Britain is now divided as never before
Research reveals two tribes who intensely dislike each other, and who are not terribly informed about each other
Jeremy Corbyn’s leadership has been a disaster, not just because of this dismal electoral result but because of a complete inability to read the public mood. Photograph: Getty Images
The Conservative landslide does not mean that the Brexit divide has gone away. Clearly neither of the two biggest political parties in Britain are in any way ready to take on the task of healing that divide. Boris Johnson has been rewarded for bluster, buffoonery and mendacity. On the other hand, Jeremy Corbyn’s leadership has been a disaster, not just because of this dismal electoral result but because of a complete inability to read the public mood.
The Conservatives will be too busy crowing and the Labour Party too busy haemorrhaging to pay attention to trying to overcome polarisation. Not that people identify with political parties as a source of solutions or much else
Research by the King’s College policy institute over the last few months has shown, to no one’s great surprise, that being a leaver or a remainer trumps party political allegiance as a marker of identity.
This week another policy institute poll showed worrying levels of stereotyping and misinformation in relation to people who held opposing views about Brexit.
Conflict and division are parts of human experience. But one of the key questions is how differences and conflicts are navigated in order to avoid catastrophic societal divisions.
Most of us assume that people divide over issues. The interesting thing about the policy institute research is that it shows that British division is less about issues and more about what it calls “affective polarisation”.
At its simplest affective polarisation means loving your side because they are your side and hating the other side for not being your side.
In the United States affective polarisation tends to break down along party political lines. In Britain it’s different. For example, last week’s policy institute polls showed that 55 per cent of people identified very strongly with “leave” or “remain”, up from 44 per cent last year. In contrast, only 20 per cent strongly identified with a political party. Despite this distrust of supporters from other political parties is still high.

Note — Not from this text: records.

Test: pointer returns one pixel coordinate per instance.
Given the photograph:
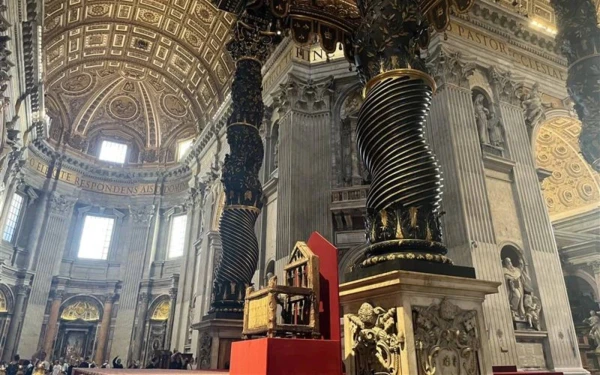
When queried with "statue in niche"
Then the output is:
(524, 305)
(532, 311)
(481, 117)
(594, 322)
(495, 130)
(533, 105)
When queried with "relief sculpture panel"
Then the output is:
(446, 339)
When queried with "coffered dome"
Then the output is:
(146, 72)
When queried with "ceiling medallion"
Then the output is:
(149, 16)
(172, 106)
(77, 84)
(138, 75)
(203, 13)
(98, 10)
(123, 108)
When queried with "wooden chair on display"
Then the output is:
(297, 301)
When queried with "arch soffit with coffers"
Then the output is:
(82, 297)
(176, 25)
(152, 111)
(180, 42)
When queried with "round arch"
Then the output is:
(78, 303)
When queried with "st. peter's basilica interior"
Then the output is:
(158, 157)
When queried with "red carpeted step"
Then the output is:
(503, 369)
(512, 370)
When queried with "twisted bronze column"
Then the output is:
(404, 198)
(579, 37)
(250, 47)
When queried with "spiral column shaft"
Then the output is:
(237, 263)
(405, 194)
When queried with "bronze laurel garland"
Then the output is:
(250, 47)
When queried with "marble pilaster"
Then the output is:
(22, 291)
(51, 248)
(173, 300)
(304, 165)
(188, 275)
(140, 223)
(538, 236)
(138, 341)
(52, 326)
(104, 329)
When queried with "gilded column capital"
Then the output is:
(58, 295)
(304, 95)
(110, 297)
(23, 290)
(252, 40)
(507, 88)
(142, 215)
(144, 297)
(5, 63)
(389, 37)
(449, 67)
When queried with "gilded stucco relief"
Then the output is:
(573, 187)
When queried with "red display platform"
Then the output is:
(512, 370)
(276, 356)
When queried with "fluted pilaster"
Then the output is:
(140, 223)
(304, 169)
(142, 310)
(468, 223)
(51, 248)
(538, 235)
(22, 291)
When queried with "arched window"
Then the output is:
(269, 271)
(513, 254)
(3, 303)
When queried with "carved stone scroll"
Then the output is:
(376, 341)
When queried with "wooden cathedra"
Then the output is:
(289, 310)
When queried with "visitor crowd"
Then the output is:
(40, 366)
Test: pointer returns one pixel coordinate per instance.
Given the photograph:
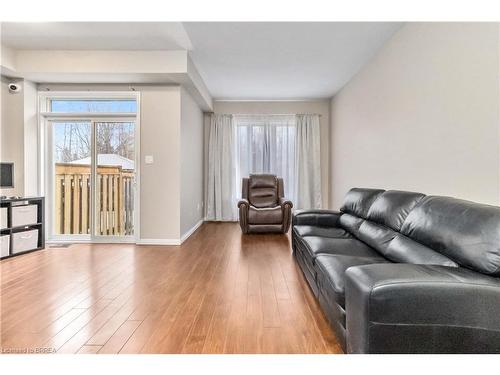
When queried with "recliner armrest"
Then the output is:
(243, 208)
(325, 218)
(407, 308)
(285, 202)
(243, 202)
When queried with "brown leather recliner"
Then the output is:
(263, 208)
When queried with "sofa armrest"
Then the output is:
(407, 308)
(325, 218)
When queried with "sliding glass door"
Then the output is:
(115, 183)
(91, 175)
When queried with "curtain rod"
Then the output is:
(267, 114)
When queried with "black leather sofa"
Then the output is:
(401, 272)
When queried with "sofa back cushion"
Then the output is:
(466, 232)
(357, 201)
(263, 190)
(398, 248)
(392, 207)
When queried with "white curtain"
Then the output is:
(285, 145)
(308, 162)
(266, 144)
(221, 198)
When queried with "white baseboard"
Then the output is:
(158, 241)
(191, 231)
(167, 241)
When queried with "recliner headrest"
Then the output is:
(262, 181)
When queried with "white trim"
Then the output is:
(158, 241)
(188, 234)
(87, 115)
(71, 239)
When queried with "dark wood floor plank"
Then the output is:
(219, 292)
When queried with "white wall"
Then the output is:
(423, 115)
(160, 181)
(290, 107)
(191, 158)
(12, 135)
(30, 94)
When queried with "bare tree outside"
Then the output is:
(74, 141)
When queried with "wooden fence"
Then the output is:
(114, 196)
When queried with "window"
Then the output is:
(92, 105)
(266, 144)
(90, 169)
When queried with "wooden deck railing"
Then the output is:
(114, 196)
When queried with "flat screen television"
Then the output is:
(6, 175)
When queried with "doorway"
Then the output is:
(91, 170)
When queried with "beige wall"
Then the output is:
(160, 181)
(12, 135)
(191, 158)
(423, 115)
(19, 134)
(290, 107)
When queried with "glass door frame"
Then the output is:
(46, 167)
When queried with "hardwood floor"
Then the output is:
(220, 292)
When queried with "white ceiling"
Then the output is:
(237, 60)
(95, 35)
(288, 60)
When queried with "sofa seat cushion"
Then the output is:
(331, 273)
(310, 230)
(271, 215)
(340, 246)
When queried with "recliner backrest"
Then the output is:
(263, 190)
(467, 232)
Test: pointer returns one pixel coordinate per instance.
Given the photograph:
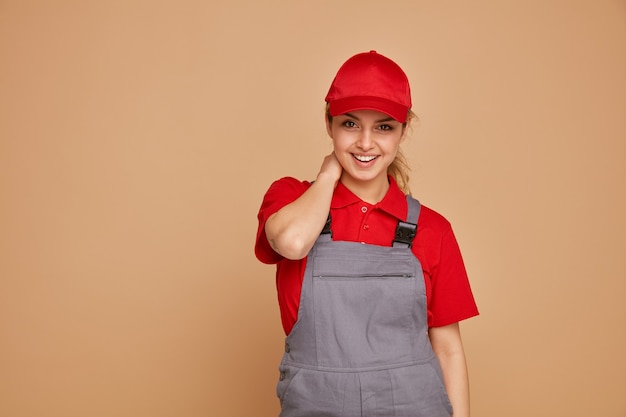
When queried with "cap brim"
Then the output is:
(348, 104)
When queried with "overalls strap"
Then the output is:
(406, 231)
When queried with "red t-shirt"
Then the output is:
(448, 293)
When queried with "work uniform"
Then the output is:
(360, 345)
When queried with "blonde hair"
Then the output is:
(399, 168)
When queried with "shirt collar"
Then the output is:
(393, 203)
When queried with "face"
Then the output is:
(366, 143)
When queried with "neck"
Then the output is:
(370, 192)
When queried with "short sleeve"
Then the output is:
(452, 299)
(282, 192)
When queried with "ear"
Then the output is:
(329, 129)
(405, 130)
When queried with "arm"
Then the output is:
(448, 347)
(292, 230)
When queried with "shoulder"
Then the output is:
(288, 186)
(433, 221)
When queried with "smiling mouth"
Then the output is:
(364, 158)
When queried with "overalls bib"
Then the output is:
(360, 345)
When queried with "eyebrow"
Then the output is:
(386, 119)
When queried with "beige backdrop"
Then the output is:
(137, 139)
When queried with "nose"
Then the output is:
(365, 141)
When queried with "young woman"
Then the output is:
(371, 285)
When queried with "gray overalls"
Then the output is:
(360, 345)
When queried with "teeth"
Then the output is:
(365, 158)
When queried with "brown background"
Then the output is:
(137, 139)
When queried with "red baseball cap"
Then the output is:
(370, 81)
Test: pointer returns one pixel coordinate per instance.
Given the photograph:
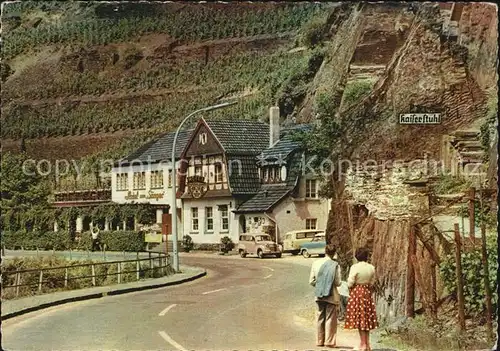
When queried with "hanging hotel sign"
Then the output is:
(197, 187)
(153, 195)
(420, 118)
(132, 196)
(150, 195)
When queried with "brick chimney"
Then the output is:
(274, 125)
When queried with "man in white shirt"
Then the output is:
(327, 305)
(95, 237)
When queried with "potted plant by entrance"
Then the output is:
(187, 243)
(226, 244)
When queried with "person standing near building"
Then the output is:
(361, 312)
(325, 277)
(95, 237)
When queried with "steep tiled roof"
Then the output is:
(241, 136)
(243, 177)
(285, 146)
(159, 149)
(269, 195)
(265, 199)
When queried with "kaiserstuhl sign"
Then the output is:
(420, 118)
(150, 195)
(197, 187)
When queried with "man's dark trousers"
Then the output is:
(327, 323)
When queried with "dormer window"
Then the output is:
(283, 173)
(218, 173)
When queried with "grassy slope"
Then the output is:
(89, 69)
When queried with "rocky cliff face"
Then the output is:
(433, 63)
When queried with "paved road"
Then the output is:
(242, 304)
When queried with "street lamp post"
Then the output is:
(174, 179)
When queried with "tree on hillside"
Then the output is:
(24, 202)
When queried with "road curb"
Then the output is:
(101, 294)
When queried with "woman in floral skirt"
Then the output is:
(361, 312)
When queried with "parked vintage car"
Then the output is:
(314, 247)
(294, 239)
(258, 244)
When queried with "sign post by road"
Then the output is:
(174, 179)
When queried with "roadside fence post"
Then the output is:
(472, 220)
(487, 289)
(40, 281)
(460, 280)
(150, 262)
(119, 269)
(137, 264)
(18, 281)
(93, 274)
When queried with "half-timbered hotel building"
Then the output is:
(234, 176)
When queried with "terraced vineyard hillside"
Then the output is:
(86, 78)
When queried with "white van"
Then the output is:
(294, 239)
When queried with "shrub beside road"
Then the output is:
(79, 274)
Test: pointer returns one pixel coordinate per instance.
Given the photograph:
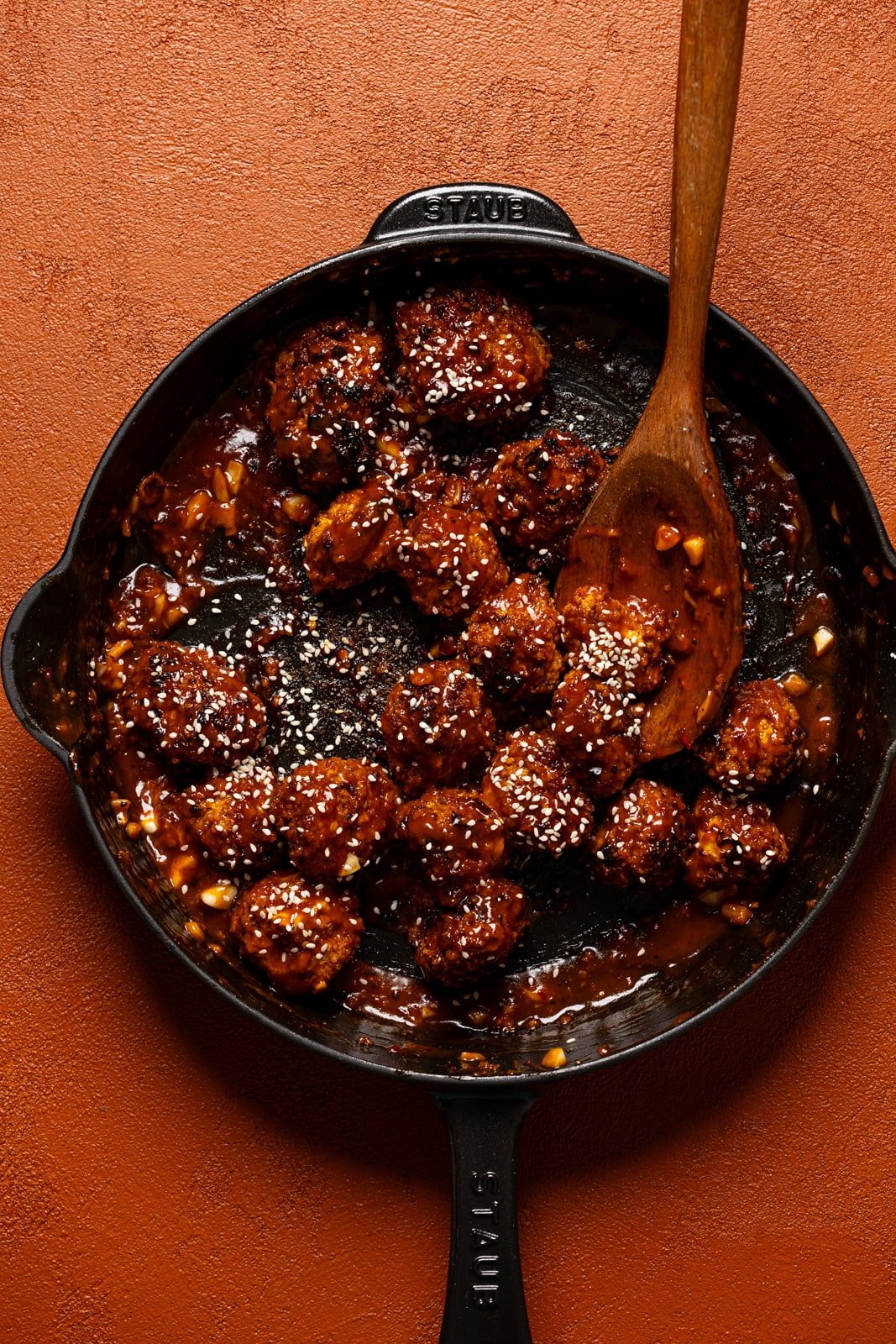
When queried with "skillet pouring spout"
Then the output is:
(39, 663)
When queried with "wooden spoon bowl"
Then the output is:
(660, 528)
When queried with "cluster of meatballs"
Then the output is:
(524, 734)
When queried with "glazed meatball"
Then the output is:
(598, 729)
(453, 833)
(402, 449)
(328, 394)
(234, 817)
(336, 815)
(735, 842)
(436, 486)
(644, 837)
(530, 786)
(449, 561)
(298, 933)
(512, 640)
(758, 741)
(355, 538)
(469, 355)
(474, 940)
(537, 491)
(621, 643)
(191, 706)
(437, 725)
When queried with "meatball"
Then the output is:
(436, 486)
(530, 786)
(402, 450)
(474, 940)
(191, 706)
(537, 491)
(735, 842)
(437, 726)
(512, 640)
(758, 741)
(449, 561)
(234, 817)
(644, 837)
(453, 833)
(298, 933)
(354, 538)
(336, 815)
(469, 355)
(621, 643)
(597, 727)
(328, 393)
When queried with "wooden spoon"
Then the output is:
(660, 526)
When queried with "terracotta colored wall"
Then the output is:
(170, 1173)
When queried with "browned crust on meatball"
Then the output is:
(235, 817)
(597, 727)
(463, 945)
(469, 355)
(735, 842)
(355, 538)
(301, 934)
(436, 486)
(530, 785)
(328, 394)
(512, 640)
(537, 492)
(437, 725)
(644, 837)
(621, 643)
(191, 706)
(453, 833)
(757, 745)
(336, 815)
(450, 561)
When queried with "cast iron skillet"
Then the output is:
(524, 239)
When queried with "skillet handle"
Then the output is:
(473, 208)
(484, 1303)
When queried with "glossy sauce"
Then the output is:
(226, 521)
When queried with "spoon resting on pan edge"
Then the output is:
(660, 526)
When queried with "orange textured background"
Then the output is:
(170, 1171)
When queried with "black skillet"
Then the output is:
(616, 312)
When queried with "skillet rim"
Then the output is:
(571, 249)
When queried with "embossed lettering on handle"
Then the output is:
(473, 208)
(485, 1267)
(484, 1301)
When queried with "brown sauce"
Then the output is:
(226, 528)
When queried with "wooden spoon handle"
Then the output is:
(712, 40)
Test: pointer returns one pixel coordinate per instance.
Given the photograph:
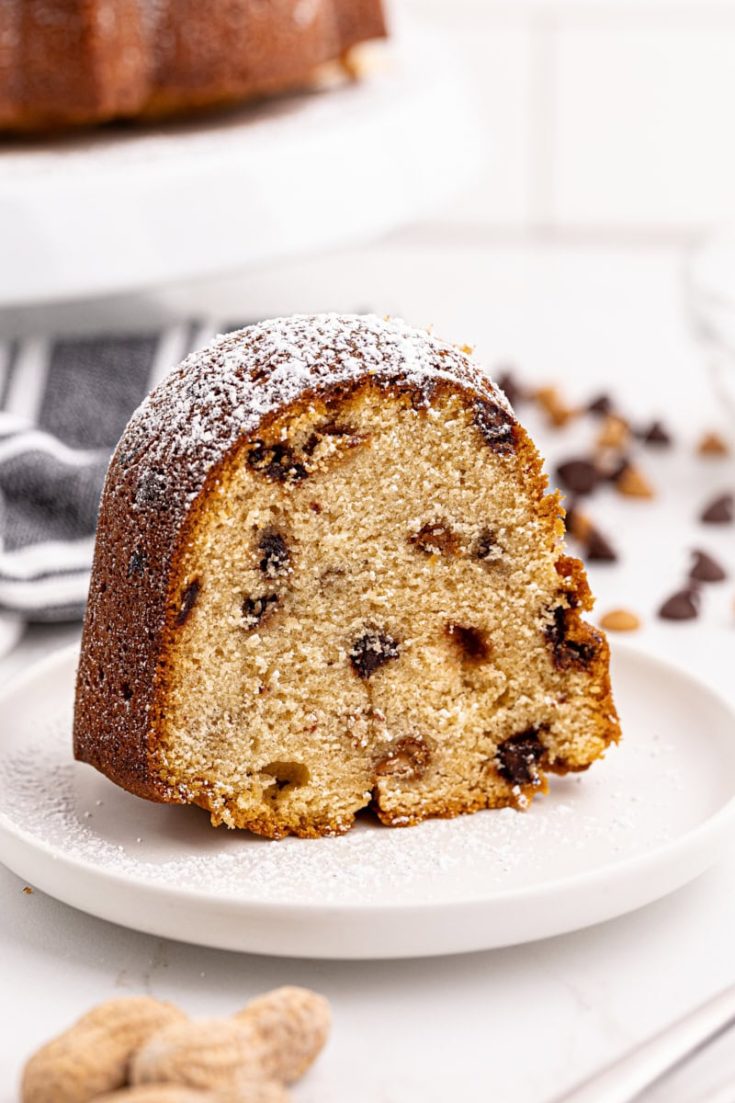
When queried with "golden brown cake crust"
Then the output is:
(182, 442)
(78, 62)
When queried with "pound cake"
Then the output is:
(328, 577)
(71, 62)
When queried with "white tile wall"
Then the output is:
(598, 115)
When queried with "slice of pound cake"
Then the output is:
(328, 577)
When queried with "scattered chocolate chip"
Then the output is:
(254, 609)
(276, 556)
(706, 569)
(684, 604)
(518, 758)
(567, 653)
(276, 461)
(579, 475)
(137, 563)
(436, 538)
(598, 548)
(602, 405)
(371, 652)
(496, 425)
(188, 600)
(485, 545)
(654, 434)
(406, 759)
(718, 512)
(471, 642)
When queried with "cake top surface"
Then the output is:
(224, 391)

The policy institute asked 2,000 voters: if zero is cold and 100 warm – how would you rate supporters of the other party? Labour supporters gave Conservatives 15 out of 100, while Tories gave Labour a score of 18.
At the height of the 2016 US presidential election, Republicans rated Democrats 29 out of 100, while Democrats rated Republicans at 31.
Aside from political affiliation, people on either side of the Brexit debate strongly dislike people on the other side even when agreeing with them on other issues which they also consider to be important. But, worryingly, both sides also often assume that they disagree more on other issues than they actually do.
There is a high level of inaccurate stereotyping and mutual misunderstanding. Take the NHS, which is so central to British identity that a segment of the opening ceremony of the London Olympics was dedicated to it. (In the unlikely event that we ever host the Olympics, the HSE will not feature.)
Non-Tory supporters think only 55 per cent of Conservative supporters care about the NHS. In fact, 90 per cent of Conservative voters feel passionate about maintaining the NHS – exactly the same figure as Labour, or indeed, both leavers and remainers.
The discrepancy between perceived and actual beliefs regarding climate change is equally striking. For example, remainers believe that 40 per cent of the leave supporters are climate-change deniers. In reality, almost 80 per cent of leavers believe that climate change is real.
So you have two tribes who intensely dislike each other and who are not terribly informed about each other. The inaccurate stereotyping makes the divisions seem even deeper than they actually are.
Britain appears to be even more polarised than the US, though not as polarised when it comes to marriage, thankfully. While it is extraordinary that 40 per cent of remainers would be upset if a child married a leave supporter, only 11 per cent of leavers would object to a remainer son or daughter-in-law.
In contrast, in 2016 60 per cent of Democrats and 63 per cent of Republicans wanted their child to marry someone from their own party.
As a non-relativist when it comes to morality, I do not think that some Pollyanna-ish appeal to “why can’t we all just get along?” is sufficient. Some viewpoints are more right than others. Some issues are also more essential than others.
There are, of course, vital issues at play in Brexit, not least for Ireland and most particularly Northern Ireland. But given that there are existential challenges facing the planet such as climate change, writing each other off as baskets of deplorables or citizens of nowhere because of Brexit seems less than helpful.
In a civilised country it is perfectly fine to try to persuade others to change their minds if you believe they are wrong. However, aside from the spineless who are not much of a challenge anyway, being stereotyped and hated rarely changes anyone’s mind.
But Britain and every other divided nation eventually have to hammer out some way of living together. The alternatives are grim if they do not, as we know all too well on our own small island.